Catapult-assisted take-offs and free-glide landings are but two concepts that could become standard affair in the future of aviation.
A new report by European plane-maker Airbus, entitled “Smarter Skies”, floated the ideas as the company looks ahead to address how air travel could one day become more sustainable, reports Gizmag.com.
Flying in formation was another vision mooted by the company, as the air vortices from the wings of the lead craft help support those following behind, thus saving fuel. Formations would be determined by smart, predictive software, which would calculate the most fuel-efficient pathways and making flight tracking even easier.
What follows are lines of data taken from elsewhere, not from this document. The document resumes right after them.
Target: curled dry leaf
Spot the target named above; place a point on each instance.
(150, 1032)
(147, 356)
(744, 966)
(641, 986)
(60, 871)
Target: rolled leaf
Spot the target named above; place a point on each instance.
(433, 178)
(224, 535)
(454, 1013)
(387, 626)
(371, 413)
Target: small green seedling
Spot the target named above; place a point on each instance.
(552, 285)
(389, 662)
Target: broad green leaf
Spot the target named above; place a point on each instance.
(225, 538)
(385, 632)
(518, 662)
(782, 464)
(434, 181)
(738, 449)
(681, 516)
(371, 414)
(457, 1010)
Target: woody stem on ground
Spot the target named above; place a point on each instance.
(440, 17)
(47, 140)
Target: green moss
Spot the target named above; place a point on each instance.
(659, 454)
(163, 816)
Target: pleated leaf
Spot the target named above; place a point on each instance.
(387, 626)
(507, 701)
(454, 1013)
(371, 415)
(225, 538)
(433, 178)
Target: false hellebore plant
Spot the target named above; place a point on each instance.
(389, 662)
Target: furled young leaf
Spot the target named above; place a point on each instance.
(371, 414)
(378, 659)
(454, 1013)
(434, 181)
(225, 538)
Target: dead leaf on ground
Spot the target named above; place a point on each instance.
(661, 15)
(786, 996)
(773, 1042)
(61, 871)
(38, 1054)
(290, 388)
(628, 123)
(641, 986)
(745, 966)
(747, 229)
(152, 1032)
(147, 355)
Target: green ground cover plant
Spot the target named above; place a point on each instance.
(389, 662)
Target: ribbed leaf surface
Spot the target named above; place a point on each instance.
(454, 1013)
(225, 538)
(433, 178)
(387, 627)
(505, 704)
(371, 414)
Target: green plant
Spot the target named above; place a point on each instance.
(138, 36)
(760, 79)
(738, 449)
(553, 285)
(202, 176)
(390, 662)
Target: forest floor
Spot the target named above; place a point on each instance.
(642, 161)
One of the more out-there predictions by Airbus includes flying aircraft made entirely out of recycled materials, adds theregister.co.uk. Plane interiors will be made from vegetable matter which will self-clean and repair.
Airbus also says that biofuels could be used to power 30 per cent of flights by 2030, and 50 per cent of flights of 2050 – if airlines are given the right incentives. Solar power and fuel cell technology may also have a part to play.
Explaining the rationale behind the Smarter Skies report, Charles Champion, Airbus VP of engineering said: “Our engineers are continuously encouraged to think widely and come up with ‘disruptive’ ideas which will assist our industry in meeting the 2050 targets we have signed up to.”
“These and the other tough environmental targets will only be met by a combination of investment in smarter aircraft design and optimising the environment in which the aircraft operates. That is why our latest Future by Airbus Smarter Skies concepts focus on not just what we fly but, how we may fly in 2050 and beyond.”